About the Project

The project was created to learn how to design and maintain infrastructure independently. The setup is based on the Proxmox ecosystem (Virtual Environment and Backup Server) and serves as the backend for personal projects, self-hosted services, and systems administration practice. The environment allows for experimentation with containers, virtual machines, and various utility applications, all while maintaining full control over security and service access. It is primarily used by me, with occasional access for a few other users.

Hardware

TP-Link ER605 v2 router acting as the network gateway.
TP-Link 5p LS1005G unmanaged switch.
Main Server: Lenovo ThinkCentre M720q Tiny, equipped with an i5-8500T CPU, 32 GB RAM, 500 GB NVMe, and 1 TB SATA SSD. I chose it for its low power consumption (~12.5W idle) paired with relatively high performance, allowing for 24/7 operation without significant energy costs.
Backup Server: Lenovo ThinkCentre M910q Tiny, equipped with an i3-7100T CPU, 16 GB RAM, 256 GB NVMe, and 500 GB SATA SSD.
Custom 3D-printed rack.

Environment Architecture

The virtualization platform is Proxmox Virtual Environment. Services are hosted in Linux or Docker containers, or VMs. LXC containers are used for their low resource overhead, while VMs are deployed where full isolation is required.

Network

The network is logically divided into VLANs that separate user traffic from server traffic. Inter-VLAN traffic is not filtered at the router level due to software limitations. Access control is implemented at the host level (PVE firewall), where specific machines have restrictive communication rules.

Example PVE firewall configuration for a public service: Additionally Input and Output Policy is set on Drop.

I experimented with deploying Omada Controller as a VM in Proxmox to unlock full traffic filtering features. However, I encountered an issue: the router adoption process forces a factory reset, which, given my homelab's IP addressing (192.168.2.0/24), causes a loss of connectivity with the controller.

GitOps for Docker services

In search of an easy way to update all Docker services, I implemented a simplified version of GitOps in my homelab.
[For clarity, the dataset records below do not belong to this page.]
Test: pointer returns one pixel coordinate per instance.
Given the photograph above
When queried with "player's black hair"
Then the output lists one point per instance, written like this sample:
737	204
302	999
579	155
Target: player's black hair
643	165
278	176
The stack update workflow is as follows:

A new version of a Docker image is released.
Renovate opens a pull request.
I review and merge the pull request.
Portainer polls the repo every 2 minutes:
- If changes are detected, it pulls the latest docker-compose.yml from the repository.
- A redeployment of the entire stack is then performed.

Portainer operates in polling mode because it is more secure than using a webhook, as it doesn't require exposing a public endpoint.

In this configuration, the entire process of detecting new versions and later deployment is fully automated.
My only task during an update is to check and merge the pull request.

If a service fails to start on a new version for any reason, I can easily roll back to the previous image by reverting the pull request.

Initially, all docker-compose.yml files were in a monorepo, but this caused an issue where Portainer would redeploy all existing stacks every time the repository was updated. Therefore, each Docker-hosted service now has its own GitHub repository.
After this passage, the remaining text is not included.